As far as advice goes to anyone who may be considering becoming a full time artist. I believe you have to want it more than you want anything else, more than food, more than sleep, more than money. You have to have the confidence to persevere through the years of learning experiences and growing pains. A “say yes” & figure it out attitude. There is a lot to learn, not even on the creating side, but on the business side, sales, marketing, networking, appearances, insurance, permits, book keeping, taxes, etc. all those things that take away from making art. I’m 10 years into actively selling and going on 6 years full time and I still learn unexpected things every year.

To you, what is your most indispensable art material, and why?


I probably thought about this question way too long. Give me Titanium White, Burnt Umber & Ultramarine Blue Deep along with about any other colors you want and I will make some paintings. I go through those 3 colors easily twice as fast as anything else on my palette. With that being said, I made my entire plein air setup to be a lean, mean, painting machine and I could not live without it at this point. I can carry everything in my pack along with 6 wet panels and still have 2 free hands to hold my coffee when walking into a location in the morning. I can set up and tear down in less than 60 seconds which makes it much easier to get out and paint and much harder to make excuses.

You also work with some other art material manufacturers, who are based in Indiana as well. Who are those folks and how did you become friends?

Twinrocker Handmade Paper & Royal & Langnickel are both based out of Indiana. Twinrocker is located about 15 miles from where did my undergrad at Purdue University so I learned about them there. Once I started getting more serious about painting I would always go pick out my papers in person. Long story short, I built a great relationship with them over years and since 2012 have helped manage their online presence and have even got to make my own “Justin Vining Logo” watermarked handmade papers.

Royal & Langnickel, when I was in law school I met someone who worked in their distribution warehouse, he made the introduction back in 2008-ish and I have had a quiet relationship with them for years. They have been behind the scenes very supportive and awesome to work with. Just last year they started an official ambassador program and they brought me on board.

What is your favorite part of being an ambassador with Royal Talens?

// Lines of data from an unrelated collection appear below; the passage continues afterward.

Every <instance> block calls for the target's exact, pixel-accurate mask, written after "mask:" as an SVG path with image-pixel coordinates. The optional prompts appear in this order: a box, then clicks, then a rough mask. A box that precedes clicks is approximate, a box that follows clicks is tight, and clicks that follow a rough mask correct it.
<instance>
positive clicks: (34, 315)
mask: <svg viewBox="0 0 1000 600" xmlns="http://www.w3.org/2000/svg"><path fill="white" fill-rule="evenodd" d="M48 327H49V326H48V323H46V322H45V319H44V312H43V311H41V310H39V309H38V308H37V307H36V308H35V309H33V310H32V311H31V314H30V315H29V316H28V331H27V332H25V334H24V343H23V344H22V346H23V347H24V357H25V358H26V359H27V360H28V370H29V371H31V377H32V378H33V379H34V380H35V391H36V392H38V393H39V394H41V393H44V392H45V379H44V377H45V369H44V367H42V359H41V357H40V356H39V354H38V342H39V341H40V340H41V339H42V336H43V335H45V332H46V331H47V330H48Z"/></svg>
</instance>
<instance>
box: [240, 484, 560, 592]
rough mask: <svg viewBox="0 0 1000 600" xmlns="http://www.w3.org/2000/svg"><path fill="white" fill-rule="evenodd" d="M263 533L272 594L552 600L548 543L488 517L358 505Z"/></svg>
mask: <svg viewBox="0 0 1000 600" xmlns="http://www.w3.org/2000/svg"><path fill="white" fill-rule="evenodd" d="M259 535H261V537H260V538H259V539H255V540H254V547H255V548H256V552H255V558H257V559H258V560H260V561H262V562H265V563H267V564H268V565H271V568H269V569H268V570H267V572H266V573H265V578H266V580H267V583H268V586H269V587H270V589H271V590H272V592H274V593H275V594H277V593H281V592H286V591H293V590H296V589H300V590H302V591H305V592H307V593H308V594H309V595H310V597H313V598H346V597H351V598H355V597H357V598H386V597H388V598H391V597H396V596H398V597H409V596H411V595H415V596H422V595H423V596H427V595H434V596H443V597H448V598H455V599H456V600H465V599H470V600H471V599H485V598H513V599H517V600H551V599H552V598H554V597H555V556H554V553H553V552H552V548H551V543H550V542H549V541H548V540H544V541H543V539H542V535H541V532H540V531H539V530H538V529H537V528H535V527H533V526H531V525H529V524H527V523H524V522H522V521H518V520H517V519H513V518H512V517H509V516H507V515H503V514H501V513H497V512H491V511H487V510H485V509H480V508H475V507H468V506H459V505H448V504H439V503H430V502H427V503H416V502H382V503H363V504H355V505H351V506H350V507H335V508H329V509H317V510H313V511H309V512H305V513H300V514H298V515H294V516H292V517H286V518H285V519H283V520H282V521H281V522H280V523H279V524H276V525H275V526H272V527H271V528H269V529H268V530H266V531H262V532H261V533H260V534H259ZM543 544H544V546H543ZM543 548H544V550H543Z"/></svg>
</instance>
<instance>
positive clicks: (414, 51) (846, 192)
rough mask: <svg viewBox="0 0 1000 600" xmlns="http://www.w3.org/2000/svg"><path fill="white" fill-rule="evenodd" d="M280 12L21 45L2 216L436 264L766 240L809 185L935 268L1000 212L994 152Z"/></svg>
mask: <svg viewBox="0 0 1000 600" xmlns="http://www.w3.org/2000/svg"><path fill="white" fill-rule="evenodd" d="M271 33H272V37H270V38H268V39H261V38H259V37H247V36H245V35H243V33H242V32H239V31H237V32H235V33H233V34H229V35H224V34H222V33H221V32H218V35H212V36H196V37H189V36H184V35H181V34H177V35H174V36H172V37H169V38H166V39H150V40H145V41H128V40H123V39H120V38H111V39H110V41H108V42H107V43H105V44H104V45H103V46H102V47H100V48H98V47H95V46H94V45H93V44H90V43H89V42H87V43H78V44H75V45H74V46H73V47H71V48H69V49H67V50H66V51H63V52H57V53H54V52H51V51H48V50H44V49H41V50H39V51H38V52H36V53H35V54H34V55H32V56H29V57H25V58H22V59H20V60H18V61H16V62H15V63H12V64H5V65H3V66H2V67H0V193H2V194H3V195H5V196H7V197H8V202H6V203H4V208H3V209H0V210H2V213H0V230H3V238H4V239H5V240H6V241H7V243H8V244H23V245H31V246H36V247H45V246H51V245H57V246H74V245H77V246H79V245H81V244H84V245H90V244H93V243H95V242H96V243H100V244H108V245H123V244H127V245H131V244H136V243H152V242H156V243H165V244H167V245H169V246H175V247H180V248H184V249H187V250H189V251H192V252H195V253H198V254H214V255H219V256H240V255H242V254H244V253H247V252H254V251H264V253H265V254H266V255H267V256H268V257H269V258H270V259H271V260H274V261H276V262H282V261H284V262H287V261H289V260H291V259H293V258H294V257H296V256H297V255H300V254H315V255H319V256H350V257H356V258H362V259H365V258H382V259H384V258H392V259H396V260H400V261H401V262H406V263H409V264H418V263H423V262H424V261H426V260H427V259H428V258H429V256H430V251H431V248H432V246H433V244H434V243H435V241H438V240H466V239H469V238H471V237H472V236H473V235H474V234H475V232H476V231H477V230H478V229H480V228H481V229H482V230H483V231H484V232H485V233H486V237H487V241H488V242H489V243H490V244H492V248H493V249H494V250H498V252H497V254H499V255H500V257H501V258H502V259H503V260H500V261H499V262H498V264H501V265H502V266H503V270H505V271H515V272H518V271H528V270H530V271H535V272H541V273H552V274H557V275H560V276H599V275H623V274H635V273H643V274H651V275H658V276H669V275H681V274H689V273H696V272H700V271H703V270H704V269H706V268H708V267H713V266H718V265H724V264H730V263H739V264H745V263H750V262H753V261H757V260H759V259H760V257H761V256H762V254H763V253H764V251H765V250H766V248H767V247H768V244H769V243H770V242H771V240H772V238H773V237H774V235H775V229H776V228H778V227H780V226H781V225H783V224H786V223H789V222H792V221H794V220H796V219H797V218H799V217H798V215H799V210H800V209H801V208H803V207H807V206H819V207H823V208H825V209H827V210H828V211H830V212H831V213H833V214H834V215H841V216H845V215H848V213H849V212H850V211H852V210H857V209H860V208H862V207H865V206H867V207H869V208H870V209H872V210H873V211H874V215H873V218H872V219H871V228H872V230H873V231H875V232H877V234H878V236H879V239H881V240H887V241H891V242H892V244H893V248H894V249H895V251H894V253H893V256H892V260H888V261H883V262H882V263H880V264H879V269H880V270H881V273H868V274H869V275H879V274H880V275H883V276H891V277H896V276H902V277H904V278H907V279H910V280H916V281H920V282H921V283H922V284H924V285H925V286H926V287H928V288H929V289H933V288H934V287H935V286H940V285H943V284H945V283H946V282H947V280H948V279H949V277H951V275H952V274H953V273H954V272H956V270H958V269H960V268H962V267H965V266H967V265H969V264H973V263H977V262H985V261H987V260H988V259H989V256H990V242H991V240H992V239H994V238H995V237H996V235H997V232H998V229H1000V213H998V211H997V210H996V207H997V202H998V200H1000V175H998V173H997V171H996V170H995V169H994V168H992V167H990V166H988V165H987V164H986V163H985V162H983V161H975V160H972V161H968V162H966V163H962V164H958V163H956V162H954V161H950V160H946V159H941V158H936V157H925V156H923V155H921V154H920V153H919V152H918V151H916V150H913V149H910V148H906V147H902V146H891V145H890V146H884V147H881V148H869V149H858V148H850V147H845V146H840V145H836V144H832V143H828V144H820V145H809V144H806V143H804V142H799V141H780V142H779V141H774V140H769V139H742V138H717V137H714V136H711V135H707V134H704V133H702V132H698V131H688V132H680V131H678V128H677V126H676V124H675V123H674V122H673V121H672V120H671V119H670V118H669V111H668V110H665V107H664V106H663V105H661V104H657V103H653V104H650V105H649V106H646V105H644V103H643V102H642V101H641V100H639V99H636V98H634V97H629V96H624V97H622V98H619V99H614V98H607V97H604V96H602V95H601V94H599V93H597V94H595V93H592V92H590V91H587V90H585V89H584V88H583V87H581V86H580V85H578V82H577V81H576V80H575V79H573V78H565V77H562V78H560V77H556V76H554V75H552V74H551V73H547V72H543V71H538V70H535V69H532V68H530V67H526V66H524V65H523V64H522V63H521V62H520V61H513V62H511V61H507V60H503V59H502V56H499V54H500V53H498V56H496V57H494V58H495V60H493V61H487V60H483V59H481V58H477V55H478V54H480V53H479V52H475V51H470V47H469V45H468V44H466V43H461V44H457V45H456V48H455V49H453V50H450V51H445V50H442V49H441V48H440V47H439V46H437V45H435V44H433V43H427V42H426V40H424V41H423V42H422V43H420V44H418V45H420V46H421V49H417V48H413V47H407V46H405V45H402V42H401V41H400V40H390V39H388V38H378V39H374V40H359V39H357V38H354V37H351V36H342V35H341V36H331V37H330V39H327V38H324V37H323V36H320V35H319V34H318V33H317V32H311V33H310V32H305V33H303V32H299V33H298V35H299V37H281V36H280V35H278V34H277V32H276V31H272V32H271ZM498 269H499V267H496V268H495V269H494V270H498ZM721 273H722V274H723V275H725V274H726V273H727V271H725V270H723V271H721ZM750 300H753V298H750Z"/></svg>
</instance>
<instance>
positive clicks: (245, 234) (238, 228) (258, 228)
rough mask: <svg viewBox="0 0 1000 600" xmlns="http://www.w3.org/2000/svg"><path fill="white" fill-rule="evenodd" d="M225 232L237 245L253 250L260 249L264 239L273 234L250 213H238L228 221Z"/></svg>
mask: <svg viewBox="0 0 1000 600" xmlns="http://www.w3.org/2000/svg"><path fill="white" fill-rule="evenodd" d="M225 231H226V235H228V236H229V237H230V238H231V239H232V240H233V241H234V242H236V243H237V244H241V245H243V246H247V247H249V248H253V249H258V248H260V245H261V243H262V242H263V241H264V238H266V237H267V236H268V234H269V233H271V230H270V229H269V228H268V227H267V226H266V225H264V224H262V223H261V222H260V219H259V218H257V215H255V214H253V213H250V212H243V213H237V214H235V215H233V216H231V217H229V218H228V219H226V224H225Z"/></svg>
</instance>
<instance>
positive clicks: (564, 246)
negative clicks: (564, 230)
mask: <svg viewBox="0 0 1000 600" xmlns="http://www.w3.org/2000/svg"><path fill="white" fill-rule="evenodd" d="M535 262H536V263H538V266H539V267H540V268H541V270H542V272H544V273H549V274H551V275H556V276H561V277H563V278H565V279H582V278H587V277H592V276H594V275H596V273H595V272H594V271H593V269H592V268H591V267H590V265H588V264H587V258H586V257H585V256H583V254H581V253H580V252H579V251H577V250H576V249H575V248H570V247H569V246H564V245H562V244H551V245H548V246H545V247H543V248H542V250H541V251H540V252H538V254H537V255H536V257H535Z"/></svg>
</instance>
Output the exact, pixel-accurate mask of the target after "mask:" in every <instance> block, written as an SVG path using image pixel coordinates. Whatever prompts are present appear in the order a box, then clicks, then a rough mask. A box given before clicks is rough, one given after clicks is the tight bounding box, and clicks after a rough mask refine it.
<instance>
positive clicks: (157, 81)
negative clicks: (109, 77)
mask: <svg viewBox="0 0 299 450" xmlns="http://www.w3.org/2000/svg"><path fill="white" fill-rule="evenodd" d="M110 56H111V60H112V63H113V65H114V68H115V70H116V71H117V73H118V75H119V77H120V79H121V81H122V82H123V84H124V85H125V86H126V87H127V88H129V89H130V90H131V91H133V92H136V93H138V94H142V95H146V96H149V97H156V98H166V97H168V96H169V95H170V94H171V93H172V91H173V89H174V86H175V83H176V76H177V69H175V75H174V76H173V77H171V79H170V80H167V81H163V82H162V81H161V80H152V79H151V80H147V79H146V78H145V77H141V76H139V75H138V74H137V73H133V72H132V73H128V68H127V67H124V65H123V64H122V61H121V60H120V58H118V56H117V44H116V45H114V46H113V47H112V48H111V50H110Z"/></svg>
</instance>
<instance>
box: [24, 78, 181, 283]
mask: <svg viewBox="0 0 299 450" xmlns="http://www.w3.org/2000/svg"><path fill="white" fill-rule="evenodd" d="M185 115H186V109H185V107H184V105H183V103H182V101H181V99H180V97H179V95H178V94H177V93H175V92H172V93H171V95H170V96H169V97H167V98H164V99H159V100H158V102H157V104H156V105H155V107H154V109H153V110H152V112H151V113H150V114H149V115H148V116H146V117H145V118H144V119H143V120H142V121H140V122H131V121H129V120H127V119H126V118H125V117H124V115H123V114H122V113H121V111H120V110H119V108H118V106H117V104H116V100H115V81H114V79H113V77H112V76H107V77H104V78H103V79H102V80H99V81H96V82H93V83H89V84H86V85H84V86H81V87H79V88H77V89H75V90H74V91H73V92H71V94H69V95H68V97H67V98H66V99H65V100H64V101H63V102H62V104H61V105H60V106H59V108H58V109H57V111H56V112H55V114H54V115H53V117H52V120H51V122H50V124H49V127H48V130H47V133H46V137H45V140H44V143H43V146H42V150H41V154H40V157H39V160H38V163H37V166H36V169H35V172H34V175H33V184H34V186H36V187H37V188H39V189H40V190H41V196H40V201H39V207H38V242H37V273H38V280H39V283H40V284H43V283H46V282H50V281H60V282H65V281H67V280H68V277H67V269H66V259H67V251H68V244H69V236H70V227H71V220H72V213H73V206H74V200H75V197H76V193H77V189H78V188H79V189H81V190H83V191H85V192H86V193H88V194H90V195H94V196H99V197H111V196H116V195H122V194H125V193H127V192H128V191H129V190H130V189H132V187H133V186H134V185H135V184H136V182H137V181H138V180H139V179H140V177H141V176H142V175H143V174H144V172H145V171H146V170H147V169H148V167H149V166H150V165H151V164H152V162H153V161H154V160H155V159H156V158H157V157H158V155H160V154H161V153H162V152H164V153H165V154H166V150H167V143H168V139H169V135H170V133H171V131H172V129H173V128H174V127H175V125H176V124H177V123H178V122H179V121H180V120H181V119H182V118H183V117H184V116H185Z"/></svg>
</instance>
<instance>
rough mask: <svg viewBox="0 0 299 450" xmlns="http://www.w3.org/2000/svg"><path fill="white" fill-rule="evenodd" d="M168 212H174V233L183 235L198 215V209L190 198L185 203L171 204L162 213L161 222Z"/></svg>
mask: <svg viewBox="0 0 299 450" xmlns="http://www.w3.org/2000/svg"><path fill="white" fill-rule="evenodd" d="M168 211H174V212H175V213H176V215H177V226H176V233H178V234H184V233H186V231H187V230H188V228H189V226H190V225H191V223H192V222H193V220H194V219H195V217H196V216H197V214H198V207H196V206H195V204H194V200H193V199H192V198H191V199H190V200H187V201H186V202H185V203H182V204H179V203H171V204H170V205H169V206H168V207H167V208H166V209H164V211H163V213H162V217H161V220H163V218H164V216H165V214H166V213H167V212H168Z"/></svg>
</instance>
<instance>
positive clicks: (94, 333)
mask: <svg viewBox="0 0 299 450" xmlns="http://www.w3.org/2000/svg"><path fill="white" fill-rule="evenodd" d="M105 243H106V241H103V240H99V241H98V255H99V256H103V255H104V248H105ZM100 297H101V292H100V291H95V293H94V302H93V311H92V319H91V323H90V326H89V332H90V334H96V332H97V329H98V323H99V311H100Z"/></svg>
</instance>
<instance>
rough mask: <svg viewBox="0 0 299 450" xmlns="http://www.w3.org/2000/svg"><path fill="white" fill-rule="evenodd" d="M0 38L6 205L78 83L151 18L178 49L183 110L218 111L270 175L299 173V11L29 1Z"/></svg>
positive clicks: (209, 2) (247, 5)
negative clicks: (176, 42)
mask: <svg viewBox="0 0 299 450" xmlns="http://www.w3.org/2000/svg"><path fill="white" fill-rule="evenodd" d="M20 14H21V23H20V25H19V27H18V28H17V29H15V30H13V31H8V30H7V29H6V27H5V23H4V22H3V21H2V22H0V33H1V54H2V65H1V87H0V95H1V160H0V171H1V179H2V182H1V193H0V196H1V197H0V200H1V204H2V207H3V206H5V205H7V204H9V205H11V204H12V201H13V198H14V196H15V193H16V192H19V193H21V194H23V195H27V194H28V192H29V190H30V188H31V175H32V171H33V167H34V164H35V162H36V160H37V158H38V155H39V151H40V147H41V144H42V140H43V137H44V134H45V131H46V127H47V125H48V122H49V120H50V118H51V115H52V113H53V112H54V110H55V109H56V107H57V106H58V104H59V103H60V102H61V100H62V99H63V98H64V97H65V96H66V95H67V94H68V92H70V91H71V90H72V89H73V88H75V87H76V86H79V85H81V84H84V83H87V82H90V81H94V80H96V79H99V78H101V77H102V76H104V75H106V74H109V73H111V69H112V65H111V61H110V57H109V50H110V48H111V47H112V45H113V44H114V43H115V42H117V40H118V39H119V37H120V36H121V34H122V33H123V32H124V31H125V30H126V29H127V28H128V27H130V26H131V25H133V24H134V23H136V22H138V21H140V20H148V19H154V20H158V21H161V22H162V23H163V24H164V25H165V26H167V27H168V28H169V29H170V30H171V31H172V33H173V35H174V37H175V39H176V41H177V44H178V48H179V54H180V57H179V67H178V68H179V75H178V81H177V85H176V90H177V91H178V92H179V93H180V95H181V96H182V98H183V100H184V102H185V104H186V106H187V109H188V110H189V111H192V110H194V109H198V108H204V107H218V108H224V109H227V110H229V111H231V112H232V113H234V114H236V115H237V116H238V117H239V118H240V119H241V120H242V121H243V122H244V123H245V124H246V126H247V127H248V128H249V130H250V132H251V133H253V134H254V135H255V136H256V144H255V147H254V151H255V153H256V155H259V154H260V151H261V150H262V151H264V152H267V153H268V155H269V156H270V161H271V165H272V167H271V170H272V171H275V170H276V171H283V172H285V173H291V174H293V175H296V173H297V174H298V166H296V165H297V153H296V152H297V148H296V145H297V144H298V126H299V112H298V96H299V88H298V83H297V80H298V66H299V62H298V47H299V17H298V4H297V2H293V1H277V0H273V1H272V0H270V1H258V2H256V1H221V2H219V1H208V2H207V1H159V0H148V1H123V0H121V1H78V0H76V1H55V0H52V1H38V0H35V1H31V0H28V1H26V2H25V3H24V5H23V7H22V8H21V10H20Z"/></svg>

I have been lucky enough to get the full tour of the production facilities in Apeldoorn (that’s me in the photo). The thing I was most impressed with from that day was how hand crafted every drop of Royal Talens paint is along with how high of a standard they hold their quality to. At every step in the process I met people who have worked for Royal Talens not just for 10 years, but often much longer, they know their jobs well and they take a tremendous pride in what they do. It was not at all what I expected, I was expecting way more automation & computer testing. I wish I could remember their names, but just one example, its not a robot testing the pigment size of your paints, its “Joe” who has worked there 25 years and with a simple test that I still don’t understand, he knows if it needs 20 more minutes on the mill or 30. A mind blowing level detail is paid in the production of this paint, I had no idea. I feel lucky to know that now and I take a great amount of pride using Royal Talens paints.

What living artists are you inspired by today?

Great question!! What people don’t know about me is I’m an avid art collector with easily 75+ pieces by other artists on display on the walls of my studio. Some obvious favorites: C.W. Mundy, Josh Clare, Jennifer McChristian, Mark Maggiori. Others whom I enjoy tremendously: Edward Sprafkin, Danny Griego, David Dibble, Matthew Cornell.

But I’d say my favorite painter right now is Dennis Doyle on the East Coast. His paintings are rock solid and his work ethic & passion for plein air painting is undeniable. I just made a trade with him and I am super excited to get my painting.

Locally in Indianapolis, I actively paint outside regularly with Benny Sanders, Jed Dorsey, Kyle Ragsdale, Nathan Foxton, Alicia Zanoni & so many others, these people have had an obvious direct impact on the objective quality of my work. I have learned a ton from them and am thankful to have them as friends.